From the comments on this post.
most people are libertarian with regards to their own lives and people they like, statist with regards to people they don’t know, and positively fascist about people they dislike, stereotype, or don’t understand.
What I have said is that it is easy to be libertarian with respect to behavior that does not bother you. If you don’t mind people getting high, then it is easy to be libertarian about drugs. If you don’t mind people differing in terms of how much health insurance they possess, then it is easy to be libertarian about health insurance.
The challenge is when you care about others’ behavior. Do you restrain yourself from seeking to use the instrument of state power to change that behavior? Or do you work with voluntary actions?
An example that has been much in the news recently is the behavior of people with high incomes with regard to the money they contribute to the government. Should they be forced to contribute more, or should we simply encourage them to voluntarily contribute more?
I think it will be a great day when government has to hold a bake sale to achieve any purpose whatsoever. That is, I would like to see most public goods funded by private donations rather than forced taxes.
READER COMMENTS
Hyena
Dec 8 2010 at 1:45pm
In practice you’d live in a community someone else built with a set of rules you follow either made by a board or just by decree.
mark
Dec 8 2010 at 2:05pm
I think it is important to see the link between libertarian ethics on the one hand, and the values of tolerance and respect, on the other; and conversely between coercive social engineering, on the one hand and intolerance and elitism on the other. Opponents of libertarianism characterize it as “selfish” but properly understood the philosophy is anything but.
Frank Howland
Dec 8 2010 at 2:52pm
Conventional economic theory of course says that private donations won’t provide anywhere near enough of public goods. I’m genuinely interested in historical examples where public goods were financed by private donations. Can you point me to a source? And: Do you differentiate between different types of public goods? E.g., do you think that national defense could be privately provided?
Arthur_500
Dec 8 2010 at 3:09pm
I once worked for a volunteer fire department that served the community by subscription. If you were injured we would transport you to the hospital. If you could not pay we ate it. If
your house caught fire we would help you get out of the building and even try to help you carry your stuff out of the burning building. But our responsibility was to those who paid and we would protect the fire from threatening them. Your place will burn down.
Why is this different from a public system? Because we didn’t help you if you didn’t pay. In a public system people don’t pay taxes and still get benefits. Government is innefficient and over-priced for most services.
Michael
Dec 8 2010 at 3:46pm
As the quoted poster at the head of this post (big day for me! Thanks Arnold!), I have to say it is quite a road to go from my former centre-vague beliefs to libertarianism. Along with the temptation to see others as stupid (I have a friend, an academic, who seriously advocates that voting rights should be tied to IQ), one also has to relinquish the constant temptation to see all beneficiaries of statist regulation as cynical and conniving.
But doctors who get rich off monopolistic rules, and teachers who enjoy huge benefits by working in a system that crowds-out private options, are neither stupid nor cynical. They do not walk into medical school (in Canada) then refuse to continue until the government agrees to pay 80% of the cost. That is already in place. And few teachers have any interest in the collective bargaining process, though they enjoy the benefits. The issue is always about interest groups, political incentives, and the rules that permit these kinds of distortions to exist and so invite the Baptists and Bootleggers to hit the trough.

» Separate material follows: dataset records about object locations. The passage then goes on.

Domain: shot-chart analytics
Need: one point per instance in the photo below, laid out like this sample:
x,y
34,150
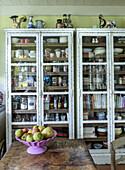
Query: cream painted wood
x,y
38,33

I complain as much as anyone else about politicians and their subnormal abilities, but then I always remind myself that if their power and that of the state were a tenth of what they currently are, I wouldn’t care about their incompetence. They would just be typically flawed humans without an atypically large ability to harm other humans.
Evan
Dec 8 2010 at 5:02pm
I have to say that, in addition to intellectual arguments, my conversion to libertarianism was helped along by two emotional factors, my horror of violence, and my anger at people who try to assert their status and dominance over others.
I became more libertarian when I realized that all laws and regulations were backed by violence, and when I began to think of statists as people who tried to grab status and dominance they didn’t deserve. I realized that there were few behaviors I found so offensive that I was willing to use violence against the people who committed them, or empower politicians with status and dominance they didn’t deserve.
So I suppose one of the reasons I’ve gained libertarian tolerance is that I’m intolerant of violent, dominating bullies.
Jayson Virissimo
Dec 8 2010 at 10:11pm
Frank Howland, many of the public goods that my sovereign provides me are not actually goods in my subjective evaluation (I would be willing to pay in order not to receive them). Why should I prefer this state of affairs more than one where actual public goods (ones that provide me with utility rather than disutility) are provided, but at a quantity lower than the socially optimal level? I’m not sure whether or not “conventional economic theory” alone can decide this one for us.
Seth
Dec 9 2010 at 1:19pm
I like the sentence from the comments. I would add the words, “disagree with” right after “stereotype”.
I think it misses an important element though.
Embedded in the statist/fascist element is the belief that it is “cosmically” (Sowell) justified to impose your will and preferences on others.